In [1]:
import pandas as pd
import numpy as np
import matplotlib.pyplot as plt
import matplotlib
%matplotlib inline
matplotlib.style.use('ggplot')
In [2]:
f = "~/github/datasets/598354.csv"
data = pd.read_csv(f)
In [3]:
data.head()
Out[3]:
In order to select the stations, we can select the following data from the initial amount:
In [4]:
data2 = data[(data.TMIN>-9999)]
data3 = data2[(data2.DATE>=20150601) & (data2.DATE<=20150630) & (data2.PRCP>0)]
So we can print data3 and, then, select the stations in the table that will be printed.
In [5]:
stations = data2[(data2.STATION=='GHCND:USC00047326') | (data2.STATION=='GHCND:USC00047902') | (data2.STATION=='GHCND:USC00044881')]
In [6]:
st = stations.groupby(['STATION'])
temp = st.agg({'TMIN' : [np.min], 'TMAX' : [np.max]})
temp.plot(kind='bar')
Out[6]:
Analysing the plot above, we can see that the 3 cities experienced a big variation of temperature in the time of observation.
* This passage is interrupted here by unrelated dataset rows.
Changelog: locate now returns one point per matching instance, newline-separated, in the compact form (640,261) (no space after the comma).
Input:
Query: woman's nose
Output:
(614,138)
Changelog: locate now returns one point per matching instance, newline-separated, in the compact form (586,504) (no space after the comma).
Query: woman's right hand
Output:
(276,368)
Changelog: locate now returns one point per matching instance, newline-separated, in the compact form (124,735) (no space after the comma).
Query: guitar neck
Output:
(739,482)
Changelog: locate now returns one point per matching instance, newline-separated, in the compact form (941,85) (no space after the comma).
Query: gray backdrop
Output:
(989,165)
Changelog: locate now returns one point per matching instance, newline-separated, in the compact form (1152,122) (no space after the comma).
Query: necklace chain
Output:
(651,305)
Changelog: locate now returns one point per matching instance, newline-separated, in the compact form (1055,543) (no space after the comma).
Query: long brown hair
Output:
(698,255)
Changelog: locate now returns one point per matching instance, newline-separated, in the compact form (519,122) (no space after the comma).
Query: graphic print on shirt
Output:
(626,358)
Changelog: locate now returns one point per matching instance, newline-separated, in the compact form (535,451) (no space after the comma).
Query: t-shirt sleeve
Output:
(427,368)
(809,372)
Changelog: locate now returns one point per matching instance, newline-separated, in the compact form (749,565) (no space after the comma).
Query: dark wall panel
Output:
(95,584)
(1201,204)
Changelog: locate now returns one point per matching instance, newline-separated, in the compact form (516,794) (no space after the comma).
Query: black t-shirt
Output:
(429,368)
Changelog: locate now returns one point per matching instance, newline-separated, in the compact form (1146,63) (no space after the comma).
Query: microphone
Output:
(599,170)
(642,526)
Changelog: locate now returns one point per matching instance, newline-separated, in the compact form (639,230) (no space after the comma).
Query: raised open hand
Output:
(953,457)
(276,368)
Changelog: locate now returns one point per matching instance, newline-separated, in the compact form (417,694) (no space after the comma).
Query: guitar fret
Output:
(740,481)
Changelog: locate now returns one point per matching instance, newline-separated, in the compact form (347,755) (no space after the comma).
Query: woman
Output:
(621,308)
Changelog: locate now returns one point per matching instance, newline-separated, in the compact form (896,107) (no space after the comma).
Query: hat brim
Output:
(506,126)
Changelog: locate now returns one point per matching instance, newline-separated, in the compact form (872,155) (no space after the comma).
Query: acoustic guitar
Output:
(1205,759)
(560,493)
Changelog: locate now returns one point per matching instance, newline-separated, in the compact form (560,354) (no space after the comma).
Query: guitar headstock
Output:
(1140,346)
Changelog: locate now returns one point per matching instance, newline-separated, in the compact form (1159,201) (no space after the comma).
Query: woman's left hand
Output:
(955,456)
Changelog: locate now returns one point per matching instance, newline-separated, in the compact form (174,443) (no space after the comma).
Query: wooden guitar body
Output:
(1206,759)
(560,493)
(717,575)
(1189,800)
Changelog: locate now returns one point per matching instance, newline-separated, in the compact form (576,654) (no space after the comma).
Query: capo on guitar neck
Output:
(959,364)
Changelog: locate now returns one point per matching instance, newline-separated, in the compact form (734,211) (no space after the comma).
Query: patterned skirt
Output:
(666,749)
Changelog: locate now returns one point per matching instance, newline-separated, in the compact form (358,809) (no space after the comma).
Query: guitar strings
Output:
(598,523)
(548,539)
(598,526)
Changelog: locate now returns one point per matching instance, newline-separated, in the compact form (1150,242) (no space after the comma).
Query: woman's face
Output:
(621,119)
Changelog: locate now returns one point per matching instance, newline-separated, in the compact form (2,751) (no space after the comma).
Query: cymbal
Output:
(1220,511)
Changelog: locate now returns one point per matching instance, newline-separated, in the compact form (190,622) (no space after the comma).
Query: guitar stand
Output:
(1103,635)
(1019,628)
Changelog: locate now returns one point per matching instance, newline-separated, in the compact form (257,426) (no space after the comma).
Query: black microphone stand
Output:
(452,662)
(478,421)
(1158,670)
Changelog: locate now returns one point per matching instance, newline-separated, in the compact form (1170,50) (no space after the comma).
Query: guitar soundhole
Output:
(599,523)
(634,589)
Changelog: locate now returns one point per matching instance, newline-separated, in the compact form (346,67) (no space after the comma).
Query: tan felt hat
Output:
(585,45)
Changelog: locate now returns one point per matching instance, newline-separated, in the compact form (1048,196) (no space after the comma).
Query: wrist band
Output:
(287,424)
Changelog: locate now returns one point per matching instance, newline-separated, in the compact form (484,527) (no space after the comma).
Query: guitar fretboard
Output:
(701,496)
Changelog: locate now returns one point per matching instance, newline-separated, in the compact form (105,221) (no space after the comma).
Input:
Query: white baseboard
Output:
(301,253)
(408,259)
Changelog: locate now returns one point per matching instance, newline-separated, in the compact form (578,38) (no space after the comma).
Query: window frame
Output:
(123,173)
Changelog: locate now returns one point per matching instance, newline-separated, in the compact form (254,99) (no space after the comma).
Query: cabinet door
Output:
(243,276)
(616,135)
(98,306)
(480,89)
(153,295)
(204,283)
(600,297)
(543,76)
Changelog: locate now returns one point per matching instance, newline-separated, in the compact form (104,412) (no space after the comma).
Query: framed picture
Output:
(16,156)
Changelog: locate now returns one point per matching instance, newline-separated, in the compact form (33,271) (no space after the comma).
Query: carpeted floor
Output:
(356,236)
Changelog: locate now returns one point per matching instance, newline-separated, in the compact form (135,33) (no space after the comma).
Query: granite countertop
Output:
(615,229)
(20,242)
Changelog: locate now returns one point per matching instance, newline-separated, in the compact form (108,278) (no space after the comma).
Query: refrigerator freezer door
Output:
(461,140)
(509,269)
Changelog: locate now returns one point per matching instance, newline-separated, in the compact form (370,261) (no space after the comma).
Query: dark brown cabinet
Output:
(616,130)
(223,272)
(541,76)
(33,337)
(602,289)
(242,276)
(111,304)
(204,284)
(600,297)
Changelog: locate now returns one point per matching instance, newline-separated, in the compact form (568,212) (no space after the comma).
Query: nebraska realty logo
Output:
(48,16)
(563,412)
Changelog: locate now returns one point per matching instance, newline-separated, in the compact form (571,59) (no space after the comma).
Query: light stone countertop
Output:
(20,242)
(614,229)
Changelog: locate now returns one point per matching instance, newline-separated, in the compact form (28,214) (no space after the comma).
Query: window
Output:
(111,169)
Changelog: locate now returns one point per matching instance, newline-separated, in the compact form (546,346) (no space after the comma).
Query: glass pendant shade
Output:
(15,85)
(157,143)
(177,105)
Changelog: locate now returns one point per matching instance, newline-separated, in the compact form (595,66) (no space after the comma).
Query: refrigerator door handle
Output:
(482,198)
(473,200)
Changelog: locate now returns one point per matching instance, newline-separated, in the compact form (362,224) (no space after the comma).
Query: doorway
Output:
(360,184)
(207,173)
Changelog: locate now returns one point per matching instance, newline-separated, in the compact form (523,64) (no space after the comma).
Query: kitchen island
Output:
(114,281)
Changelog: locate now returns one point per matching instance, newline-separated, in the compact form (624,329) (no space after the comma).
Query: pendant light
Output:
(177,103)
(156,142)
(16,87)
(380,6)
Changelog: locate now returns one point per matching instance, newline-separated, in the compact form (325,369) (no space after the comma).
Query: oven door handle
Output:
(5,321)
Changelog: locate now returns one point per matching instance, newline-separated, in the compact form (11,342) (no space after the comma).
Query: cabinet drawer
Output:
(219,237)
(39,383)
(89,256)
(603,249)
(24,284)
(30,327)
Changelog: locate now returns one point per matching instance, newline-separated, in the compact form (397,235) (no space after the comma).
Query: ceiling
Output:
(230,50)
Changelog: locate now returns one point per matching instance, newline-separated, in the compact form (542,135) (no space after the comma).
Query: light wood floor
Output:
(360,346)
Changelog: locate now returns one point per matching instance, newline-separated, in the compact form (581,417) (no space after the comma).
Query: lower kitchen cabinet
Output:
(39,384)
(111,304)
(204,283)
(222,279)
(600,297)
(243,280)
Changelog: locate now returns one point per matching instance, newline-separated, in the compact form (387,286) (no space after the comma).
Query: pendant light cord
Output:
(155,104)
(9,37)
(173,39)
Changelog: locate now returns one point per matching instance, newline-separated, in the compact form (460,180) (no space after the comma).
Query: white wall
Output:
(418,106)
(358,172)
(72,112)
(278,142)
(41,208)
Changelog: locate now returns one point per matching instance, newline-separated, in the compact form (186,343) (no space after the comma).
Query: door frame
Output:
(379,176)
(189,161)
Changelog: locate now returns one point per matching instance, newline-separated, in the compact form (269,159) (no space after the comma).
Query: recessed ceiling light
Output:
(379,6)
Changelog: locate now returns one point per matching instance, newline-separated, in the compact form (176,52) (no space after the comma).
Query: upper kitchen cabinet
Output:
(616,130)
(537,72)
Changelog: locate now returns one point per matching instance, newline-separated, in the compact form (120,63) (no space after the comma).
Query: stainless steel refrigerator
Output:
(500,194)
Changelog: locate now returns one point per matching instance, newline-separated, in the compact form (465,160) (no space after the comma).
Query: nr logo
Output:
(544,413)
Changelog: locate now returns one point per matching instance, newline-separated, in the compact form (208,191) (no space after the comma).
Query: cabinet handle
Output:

The variation was more expressive in Lee Vining.
In [7]:
june = stations[(stations.DATE>=20150601) & (stations.DATE<=20150630)]
rain = june.groupby(['STATION'])
rain.plot('DATE','PRCP')
Out[7]:
Among the three selected cities, Lee Vining (USC00044881) was the one with more raining days. However, in only one day it rained more in Santa Barbara (USC00047902) than the amount of rain in Lee Vining. When compared with those two cities, it almost did not rain in Redondo Beach.